Usianya mungkin bisa terbilang muda, 12 tahun, namun keterampilannya bermain piano dalam alunan jazz sudah seperti seorang veteran jazz. Penikmat musik di Amerika, di negara mana pianis muda asal Bali ini kini menetap, begitu terpukau akan bakatnya, sehingga karyanya mendapat penghargaan dua nominasi dalam Grammy Award 2016. Ini membuatnya menjadi salah satu musisi termuda yang berhasil mendapatkan kehormatan itu. Dan jika ia menang, pianis berbakat ini akan tercatat sebagai penerima Grammy termuda. Bagi Indonesia ia telah menorehkan sejarah, sebagai warga Indonesia pertama yang masuk nominasi dalam ajang tahunan industri musik paling bergengsi di Amerika. Tidak hanya itu, Joey juga dipercaya menjadi salah satu musisi yang tampil dalam acara pada Senin (15/2) malam waktu Amerika itu, bersama sejumlah artis top kelas dunia lainnya.

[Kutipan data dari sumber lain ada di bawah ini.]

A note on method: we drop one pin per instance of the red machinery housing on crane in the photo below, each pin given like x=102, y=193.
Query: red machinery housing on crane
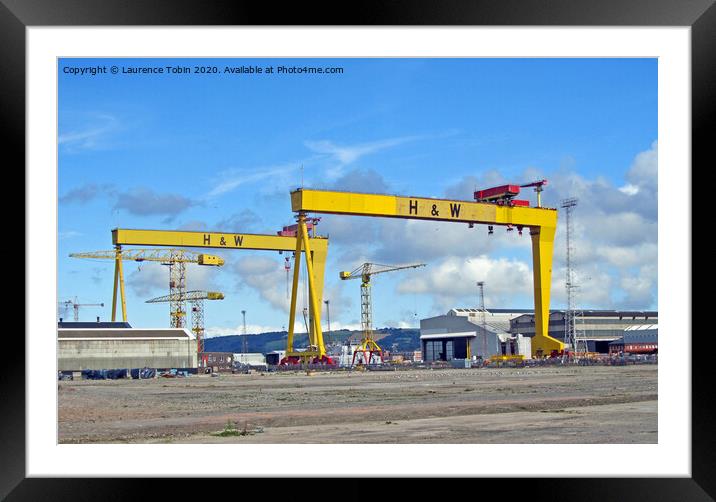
x=291, y=230
x=505, y=194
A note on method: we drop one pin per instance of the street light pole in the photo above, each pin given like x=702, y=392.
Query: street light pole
x=245, y=345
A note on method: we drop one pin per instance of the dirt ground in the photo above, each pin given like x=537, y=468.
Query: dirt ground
x=580, y=404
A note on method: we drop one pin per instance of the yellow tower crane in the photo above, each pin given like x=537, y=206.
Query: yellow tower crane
x=368, y=347
x=196, y=300
x=176, y=259
x=541, y=222
x=76, y=306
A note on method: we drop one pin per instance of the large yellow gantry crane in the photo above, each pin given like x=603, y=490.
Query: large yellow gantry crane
x=368, y=347
x=315, y=248
x=196, y=300
x=542, y=224
x=175, y=258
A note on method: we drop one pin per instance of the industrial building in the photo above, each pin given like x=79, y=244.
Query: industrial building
x=125, y=348
x=216, y=361
x=464, y=334
x=637, y=341
x=597, y=327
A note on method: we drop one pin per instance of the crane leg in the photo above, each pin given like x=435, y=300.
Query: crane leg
x=117, y=261
x=121, y=290
x=542, y=247
x=294, y=294
x=317, y=334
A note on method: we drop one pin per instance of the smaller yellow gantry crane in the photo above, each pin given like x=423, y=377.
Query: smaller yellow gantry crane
x=196, y=300
x=176, y=259
x=368, y=348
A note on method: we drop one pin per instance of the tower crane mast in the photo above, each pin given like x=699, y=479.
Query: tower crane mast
x=76, y=307
x=368, y=347
x=196, y=300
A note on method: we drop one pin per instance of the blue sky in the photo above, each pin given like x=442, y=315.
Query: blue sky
x=222, y=151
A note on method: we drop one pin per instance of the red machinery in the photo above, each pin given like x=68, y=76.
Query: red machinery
x=290, y=230
x=505, y=194
x=501, y=195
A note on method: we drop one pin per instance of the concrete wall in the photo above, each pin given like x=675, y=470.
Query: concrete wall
x=109, y=351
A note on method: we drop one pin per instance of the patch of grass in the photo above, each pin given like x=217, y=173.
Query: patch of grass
x=231, y=430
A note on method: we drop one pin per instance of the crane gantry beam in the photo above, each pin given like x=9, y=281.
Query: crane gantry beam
x=541, y=221
x=316, y=247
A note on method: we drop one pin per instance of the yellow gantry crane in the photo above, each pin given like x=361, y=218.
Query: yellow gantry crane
x=196, y=300
x=541, y=222
x=315, y=249
x=368, y=347
x=176, y=259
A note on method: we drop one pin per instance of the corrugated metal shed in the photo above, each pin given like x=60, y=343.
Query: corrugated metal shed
x=122, y=348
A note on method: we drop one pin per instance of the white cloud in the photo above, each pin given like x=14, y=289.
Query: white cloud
x=90, y=137
x=643, y=172
x=231, y=179
x=454, y=278
x=347, y=154
x=629, y=189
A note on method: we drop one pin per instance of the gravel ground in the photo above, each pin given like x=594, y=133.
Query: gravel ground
x=592, y=404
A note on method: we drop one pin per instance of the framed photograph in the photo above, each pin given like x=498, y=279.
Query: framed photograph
x=518, y=338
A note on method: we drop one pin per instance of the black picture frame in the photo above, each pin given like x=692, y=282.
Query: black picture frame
x=700, y=15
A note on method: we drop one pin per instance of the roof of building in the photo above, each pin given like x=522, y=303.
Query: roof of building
x=122, y=333
x=466, y=334
x=645, y=336
x=594, y=312
x=102, y=324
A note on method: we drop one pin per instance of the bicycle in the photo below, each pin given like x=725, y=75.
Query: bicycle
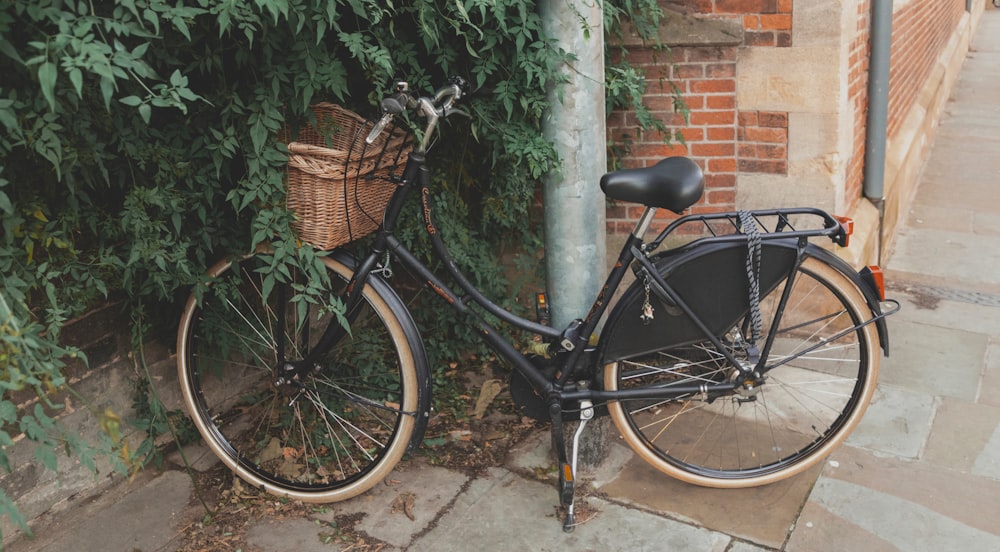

Kepada BeritaBenar, ia mengatakan bersyukur kepada Tuhan dan berterima kasih kepada semua pihak yang telah mendukungnya, atas apa yang telah diperolehnya.
Belajar sendiri
Lahir di Bali pada 25 Juni 2003 dari pasangan Denny Sila dan Fara Urbach Sila, Josiah Alexander Sila kecil yang dikenal sebagai Joey Alexander tumbuh mendengarkan musik-musik jazz koleksi sang Ayah. Bakat musiknya mulai terlihat pada usia enam tahun, ketika ia diberikan sebuah keyboard oleh orangtuanya untuk menyalurkan energi sang putra yang tidak pernah habis. Joey kecil adalah seorang anak yang hiperaktif.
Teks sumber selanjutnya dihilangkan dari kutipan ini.